LBMA releases indecisive 2018 forecast for precious metals
02 Feb 2018 By Liam Sheasby
The London Bullion Market Association has released its forecasts for precious metal markets in 2018, with expert opinion divided on whether prices will rise much or not, and how stable these rises will be.
The organisation is for over-the-counter gold and silver traders (such as ourselves) and acts as a representative, producing a Good Delivery List of approved gold and silver that has reached a high standard.
Each year, the LBMA has industry experts from members and other financial institutions contribute to their annual predictions. They then publish their estimations online, which for 2018 you can view here.
Three factors will drive the precious metal markets in 2018: the US real interest rates (which in turn affect the US Dollar), geopolitical factors, and the pace of global economic growth and whether this continues.
The difficulty for experts this year is predicting which of these factors will have the greatest impact, for example, North Korea’s missile tests last year class as a geopolitical factor. These tests were swiftly followed by a rise in global demand for gold and a price increase because of this demand. If South Korea and China manage to convince North Korea to cease their testing in 2018 then this will remove that factor from impacting prices, leading to presumably more stability.
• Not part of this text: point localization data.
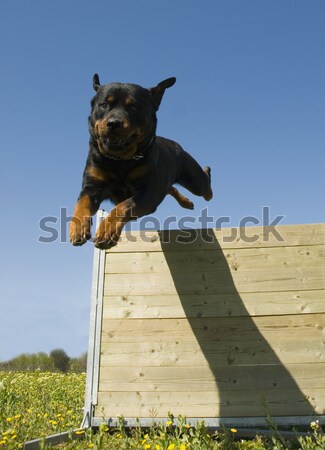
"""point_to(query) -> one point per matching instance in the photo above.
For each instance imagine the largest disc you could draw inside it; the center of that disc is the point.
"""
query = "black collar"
(137, 156)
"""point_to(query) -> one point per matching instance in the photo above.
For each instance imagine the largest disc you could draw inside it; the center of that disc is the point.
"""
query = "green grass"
(37, 404)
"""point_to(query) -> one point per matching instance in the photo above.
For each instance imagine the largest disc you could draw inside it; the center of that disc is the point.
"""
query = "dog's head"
(123, 116)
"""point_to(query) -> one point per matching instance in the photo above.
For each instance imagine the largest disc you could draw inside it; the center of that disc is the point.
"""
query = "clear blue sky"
(249, 101)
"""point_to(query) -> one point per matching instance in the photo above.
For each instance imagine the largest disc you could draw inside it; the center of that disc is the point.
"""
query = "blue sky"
(249, 101)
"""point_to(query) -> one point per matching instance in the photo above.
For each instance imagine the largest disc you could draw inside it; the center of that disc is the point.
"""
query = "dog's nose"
(114, 124)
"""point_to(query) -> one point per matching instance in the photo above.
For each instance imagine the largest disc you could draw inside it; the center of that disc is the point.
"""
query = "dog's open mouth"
(116, 144)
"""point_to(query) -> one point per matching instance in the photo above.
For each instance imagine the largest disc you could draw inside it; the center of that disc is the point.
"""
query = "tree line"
(56, 361)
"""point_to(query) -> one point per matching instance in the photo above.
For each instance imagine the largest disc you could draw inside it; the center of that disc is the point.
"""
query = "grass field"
(38, 404)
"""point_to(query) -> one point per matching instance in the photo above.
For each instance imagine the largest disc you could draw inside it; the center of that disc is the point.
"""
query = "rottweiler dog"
(128, 164)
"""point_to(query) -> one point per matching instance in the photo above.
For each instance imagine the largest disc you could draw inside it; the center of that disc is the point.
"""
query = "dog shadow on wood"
(250, 362)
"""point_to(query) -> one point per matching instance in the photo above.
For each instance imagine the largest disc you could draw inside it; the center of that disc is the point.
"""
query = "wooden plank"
(205, 378)
(216, 260)
(290, 235)
(237, 329)
(181, 354)
(291, 279)
(208, 404)
(217, 305)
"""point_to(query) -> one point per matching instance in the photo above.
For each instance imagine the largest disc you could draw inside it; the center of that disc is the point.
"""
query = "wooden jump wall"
(210, 324)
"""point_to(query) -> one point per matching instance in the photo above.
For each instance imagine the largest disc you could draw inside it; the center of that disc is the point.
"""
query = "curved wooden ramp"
(225, 325)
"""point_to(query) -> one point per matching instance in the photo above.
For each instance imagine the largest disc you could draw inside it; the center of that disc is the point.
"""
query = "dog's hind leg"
(182, 200)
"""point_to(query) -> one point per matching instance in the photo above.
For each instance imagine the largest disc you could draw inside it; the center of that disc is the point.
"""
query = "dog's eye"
(104, 105)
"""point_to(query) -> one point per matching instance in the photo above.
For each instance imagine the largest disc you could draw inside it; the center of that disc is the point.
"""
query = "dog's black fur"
(128, 164)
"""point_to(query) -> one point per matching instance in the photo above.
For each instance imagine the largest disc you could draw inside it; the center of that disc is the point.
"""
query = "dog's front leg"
(111, 227)
(80, 226)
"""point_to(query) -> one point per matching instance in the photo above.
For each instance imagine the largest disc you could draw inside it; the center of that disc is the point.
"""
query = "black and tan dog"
(128, 164)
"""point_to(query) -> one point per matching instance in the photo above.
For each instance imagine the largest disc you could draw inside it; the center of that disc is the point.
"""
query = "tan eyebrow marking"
(129, 101)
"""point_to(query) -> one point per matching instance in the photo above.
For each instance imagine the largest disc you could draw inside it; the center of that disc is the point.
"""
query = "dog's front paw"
(80, 230)
(108, 233)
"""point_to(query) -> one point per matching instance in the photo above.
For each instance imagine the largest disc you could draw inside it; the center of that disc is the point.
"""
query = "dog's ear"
(96, 82)
(158, 91)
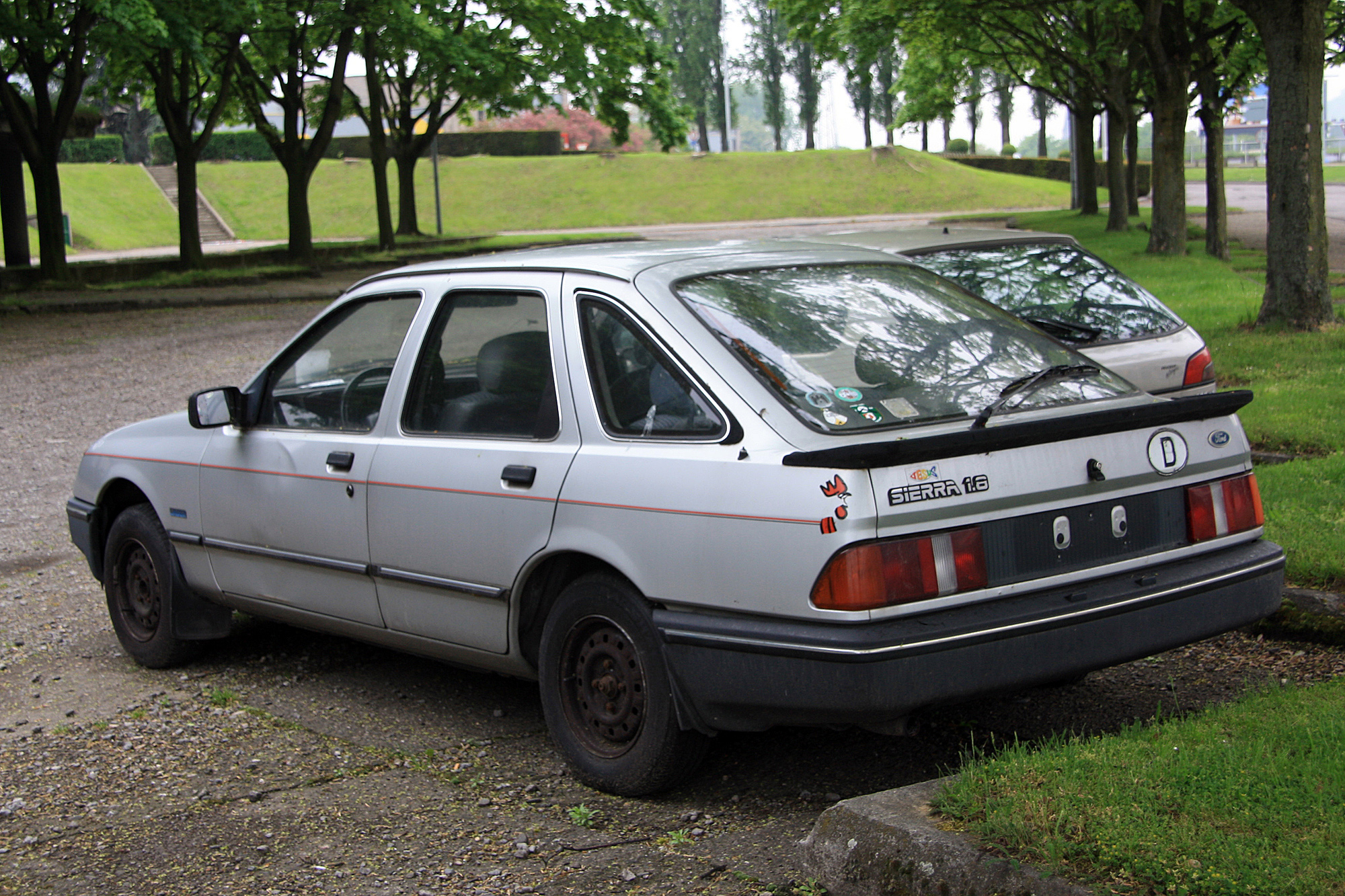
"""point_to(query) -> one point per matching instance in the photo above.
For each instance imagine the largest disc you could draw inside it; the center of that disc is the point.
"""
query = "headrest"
(517, 362)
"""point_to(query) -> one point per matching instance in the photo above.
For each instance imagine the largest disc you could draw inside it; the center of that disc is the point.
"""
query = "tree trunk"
(407, 222)
(1297, 290)
(1118, 206)
(1168, 174)
(1082, 150)
(1217, 204)
(1133, 163)
(301, 222)
(52, 231)
(189, 224)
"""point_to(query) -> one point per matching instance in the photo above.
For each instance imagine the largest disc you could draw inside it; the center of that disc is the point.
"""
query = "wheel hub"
(138, 587)
(606, 686)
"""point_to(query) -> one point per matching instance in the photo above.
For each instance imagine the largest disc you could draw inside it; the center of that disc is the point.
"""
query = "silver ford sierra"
(688, 487)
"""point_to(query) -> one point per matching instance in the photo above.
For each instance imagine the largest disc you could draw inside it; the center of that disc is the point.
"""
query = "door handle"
(518, 475)
(341, 460)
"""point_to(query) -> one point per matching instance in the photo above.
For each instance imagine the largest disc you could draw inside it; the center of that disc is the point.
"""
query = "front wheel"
(139, 579)
(606, 692)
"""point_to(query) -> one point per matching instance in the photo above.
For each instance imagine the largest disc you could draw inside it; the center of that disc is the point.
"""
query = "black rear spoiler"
(1039, 432)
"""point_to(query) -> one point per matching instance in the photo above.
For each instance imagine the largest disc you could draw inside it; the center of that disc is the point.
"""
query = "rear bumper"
(748, 674)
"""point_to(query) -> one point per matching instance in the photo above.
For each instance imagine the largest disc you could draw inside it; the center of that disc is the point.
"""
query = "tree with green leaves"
(426, 64)
(1295, 34)
(190, 68)
(295, 57)
(44, 57)
(767, 57)
(806, 69)
(691, 38)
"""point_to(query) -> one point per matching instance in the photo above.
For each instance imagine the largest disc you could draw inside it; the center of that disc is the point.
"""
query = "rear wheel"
(607, 694)
(139, 579)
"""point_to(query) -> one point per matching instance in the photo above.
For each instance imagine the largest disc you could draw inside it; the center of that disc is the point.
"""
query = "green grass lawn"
(485, 194)
(1334, 174)
(1239, 801)
(111, 208)
(1297, 377)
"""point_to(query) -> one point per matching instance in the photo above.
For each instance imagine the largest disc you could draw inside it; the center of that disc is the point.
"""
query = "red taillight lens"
(902, 571)
(1200, 368)
(1223, 507)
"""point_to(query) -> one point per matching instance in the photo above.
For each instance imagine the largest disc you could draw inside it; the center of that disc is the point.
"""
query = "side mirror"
(216, 408)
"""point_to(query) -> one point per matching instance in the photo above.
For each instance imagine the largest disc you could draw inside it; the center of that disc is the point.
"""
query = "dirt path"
(287, 762)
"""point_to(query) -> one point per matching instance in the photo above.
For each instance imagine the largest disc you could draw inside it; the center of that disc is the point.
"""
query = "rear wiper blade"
(1066, 330)
(1032, 382)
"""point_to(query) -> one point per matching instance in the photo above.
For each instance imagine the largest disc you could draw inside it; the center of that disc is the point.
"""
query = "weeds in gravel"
(1237, 801)
(221, 696)
(582, 815)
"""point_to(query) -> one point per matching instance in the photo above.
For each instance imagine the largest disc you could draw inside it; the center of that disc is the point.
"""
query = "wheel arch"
(118, 494)
(543, 584)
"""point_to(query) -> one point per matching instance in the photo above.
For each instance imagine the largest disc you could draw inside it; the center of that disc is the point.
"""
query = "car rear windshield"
(1058, 284)
(853, 348)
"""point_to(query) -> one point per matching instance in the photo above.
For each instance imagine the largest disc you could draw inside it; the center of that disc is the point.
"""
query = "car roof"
(918, 240)
(627, 259)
However, many institutions are forecasting that the US Federal Reserve will raise interest rates three or four times in 2018. A rise in the UK in recent months shored up the value of the Pound, which has seen gold prices in GDP stay relatively stable. In the US they’re awaiting further interest rate rises, which is why we’re currently seeing the price of gold in Dollars rise to nearly $1,400 per ounce.
The LBMA predicts gold will, on average, stay around $1, 318 per ounce, with a flexibility range of $390. This flexibility shows the uncertainty about the yellow metal and its demand in 2018; with the world economy performing at the best growth rates seen for a decade it’s to be expected that people will invest primarily in the stock markets but keep some wealth to one side in the form of gold, but if the stock markets don’t stop their rampant upwards trend then all eyes will be on that at the expense of gold while investors take advantage of the bull run (boom period).
Silver is currently priced at $16.75 an ounce, or £11.85. The average is predicted to rise by just over a dollar, with a high of $23 and a low of $14 estimated by the experts. 2018 has been predicted to be the year that silver finally performs, after six years of pessimism. Even a modest rise for the year would break the trend, but prices were initially expected to grow higher this year with the rise in demand for silver as an electrical conductor in solar panels and electric car manufacturing. This has been toned down a little since the US Government announced solar panel tariffs against China and South Korea, but the global demand shouldn’t be hit too hard by these changes.
Platinum and Palladium:
2017 was a bumper year for palladium due to the demise in demand for diesel cars, following the false emissions scandal that hit Volkswagen and other companies a few years before. Petrol has primarily filled the void in demand left by diesel cars, but new makes are using much better catalytic converters to reduce pollution from exhausts, and these exhausts use palladium for the purification process.
Prices are expected to struggle following this sharp rise last year, down by around 1.5% in 2018, but this loss is acceptable given the surprise growth in 2017.
In comparison, platinum is estimated to go up 3.1% this year. Price forecasts are at an average of $1,000 / £707.74 per ounce, with another large range – this time $518 dollars. The split opinions show here just like with gold and silver. If the precious metal market is popular then people will split their interests, but when it quietens down people often stick with gold and silver and neglect platinum, and with a loss of demand comes a drop in price.